This work aims to minimize the Bayes error rate for classification tasks. To this end, we propose the BOLT loss function: a differentiable upper bound on the Bayes error rate, constructed via f-divergence, and made end-to-end optimizable through sampling from model outputs. Unlike conventional approaches that indirectly approximate the optimal decision rule, BOLT directly embeds Bayes optimality into the training objective, with theoretical guarantees of convergence to the Bayes error rate. Experiments on MNIST, Fashion-MNIST, CIFAR-10, and IMDb demonstrate that BOLT matches or surpasses cross-entropy performance. Notably, it exhibits significantly improved generalization under challenging conditions—such as distribution shift and high label noise—validating both its theoretical advantages and practical utility.

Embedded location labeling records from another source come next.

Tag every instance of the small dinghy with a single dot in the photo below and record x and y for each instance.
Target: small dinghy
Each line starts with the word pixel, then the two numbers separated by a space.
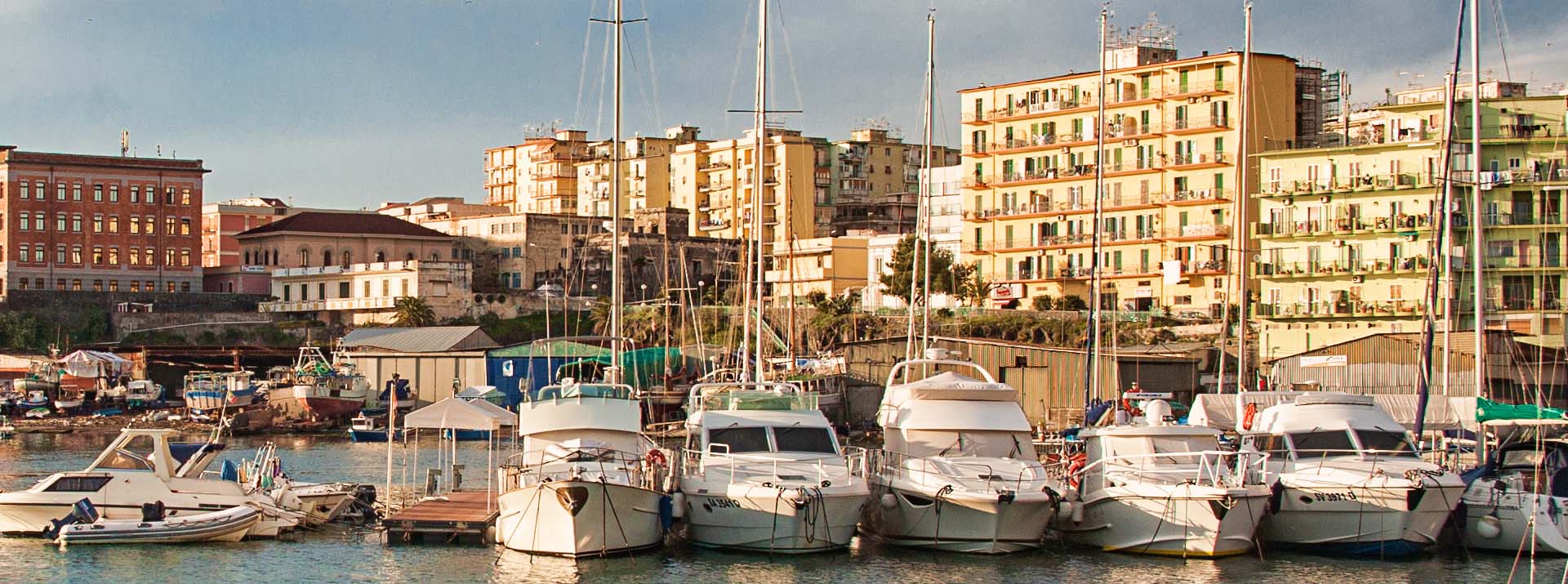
pixel 85 526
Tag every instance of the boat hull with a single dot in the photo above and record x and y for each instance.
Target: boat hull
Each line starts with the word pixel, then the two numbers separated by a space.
pixel 577 519
pixel 216 526
pixel 763 519
pixel 1360 522
pixel 1175 524
pixel 963 524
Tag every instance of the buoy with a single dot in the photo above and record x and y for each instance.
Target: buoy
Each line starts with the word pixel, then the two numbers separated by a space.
pixel 1489 526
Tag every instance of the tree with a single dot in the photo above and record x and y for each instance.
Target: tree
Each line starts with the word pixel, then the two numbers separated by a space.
pixel 412 311
pixel 903 270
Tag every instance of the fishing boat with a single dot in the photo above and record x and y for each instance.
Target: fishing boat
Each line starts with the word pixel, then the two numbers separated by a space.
pixel 328 388
pixel 366 429
pixel 140 466
pixel 1153 487
pixel 211 391
pixel 764 471
pixel 143 393
pixel 957 470
pixel 587 483
pixel 87 526
pixel 1348 479
pixel 1518 500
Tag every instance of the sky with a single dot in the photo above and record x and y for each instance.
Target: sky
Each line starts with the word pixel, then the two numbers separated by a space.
pixel 354 102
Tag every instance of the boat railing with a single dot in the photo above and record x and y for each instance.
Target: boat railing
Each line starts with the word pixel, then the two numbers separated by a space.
pixel 968 475
pixel 768 466
pixel 1203 468
pixel 533 466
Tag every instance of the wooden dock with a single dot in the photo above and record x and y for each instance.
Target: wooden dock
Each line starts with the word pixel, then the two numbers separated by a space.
pixel 460 519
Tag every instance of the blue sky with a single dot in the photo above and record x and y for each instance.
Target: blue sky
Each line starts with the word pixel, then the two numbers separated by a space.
pixel 349 104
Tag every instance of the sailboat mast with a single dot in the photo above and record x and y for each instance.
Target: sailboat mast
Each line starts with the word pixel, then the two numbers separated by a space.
pixel 760 165
pixel 1092 369
pixel 615 211
pixel 1477 260
pixel 924 214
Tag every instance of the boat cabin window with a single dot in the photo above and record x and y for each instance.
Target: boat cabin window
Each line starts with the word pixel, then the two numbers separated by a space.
pixel 739 439
pixel 1387 443
pixel 804 440
pixel 1322 443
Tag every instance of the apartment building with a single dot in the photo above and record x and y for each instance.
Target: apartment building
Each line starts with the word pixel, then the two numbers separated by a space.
pixel 714 180
pixel 1348 234
pixel 76 221
pixel 645 173
pixel 537 176
pixel 1172 129
pixel 875 176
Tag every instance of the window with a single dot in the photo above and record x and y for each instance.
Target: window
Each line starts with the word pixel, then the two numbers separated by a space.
pixel 739 440
pixel 804 440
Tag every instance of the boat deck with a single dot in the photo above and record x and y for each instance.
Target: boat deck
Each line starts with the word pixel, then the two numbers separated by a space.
pixel 465 517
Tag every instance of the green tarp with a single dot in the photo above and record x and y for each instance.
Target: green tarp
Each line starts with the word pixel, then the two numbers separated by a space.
pixel 1489 410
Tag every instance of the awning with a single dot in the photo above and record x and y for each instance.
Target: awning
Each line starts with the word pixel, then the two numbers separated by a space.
pixel 452 415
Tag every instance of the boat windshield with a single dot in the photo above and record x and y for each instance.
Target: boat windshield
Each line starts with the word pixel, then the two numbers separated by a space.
pixel 1387 443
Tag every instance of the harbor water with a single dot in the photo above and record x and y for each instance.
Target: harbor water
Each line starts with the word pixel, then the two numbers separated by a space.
pixel 354 555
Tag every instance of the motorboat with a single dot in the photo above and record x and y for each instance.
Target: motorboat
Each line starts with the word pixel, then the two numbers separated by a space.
pixel 1518 500
pixel 957 470
pixel 587 481
pixel 1348 479
pixel 87 526
pixel 143 393
pixel 140 466
pixel 366 429
pixel 1155 487
pixel 216 391
pixel 328 388
pixel 763 471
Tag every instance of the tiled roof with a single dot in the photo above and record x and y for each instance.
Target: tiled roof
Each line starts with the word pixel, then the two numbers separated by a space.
pixel 345 223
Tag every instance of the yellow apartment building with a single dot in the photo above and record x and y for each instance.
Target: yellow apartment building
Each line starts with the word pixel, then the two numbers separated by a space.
pixel 645 173
pixel 537 176
pixel 1348 234
pixel 714 181
pixel 1172 134
pixel 819 264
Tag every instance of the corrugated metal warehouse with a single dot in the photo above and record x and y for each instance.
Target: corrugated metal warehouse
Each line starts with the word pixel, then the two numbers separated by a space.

This work invokes the notion of $f$-divergence to introduce a novel upper bound on the Bayes error rate of a general classification task. We show that the proposed bound can be computed by sampling from the output of a parameterized model. Using this practical interpretation, we introduce the Bayes optimal learning threshold (BOLT) loss whose minimization enforces a classification model to achieve the Bayes error rate. We validate the proposed loss for image and text classification tasks, considering MNIST, Fashion-MNIST, CIFAR-10, and IMDb datasets. Numerical experiments demonstrate that models trained with BOLT achieve performance on par with or exceeding that of cross-entropy, particularly on challenging datasets. This highlights the potential of BOLT in improving generalization.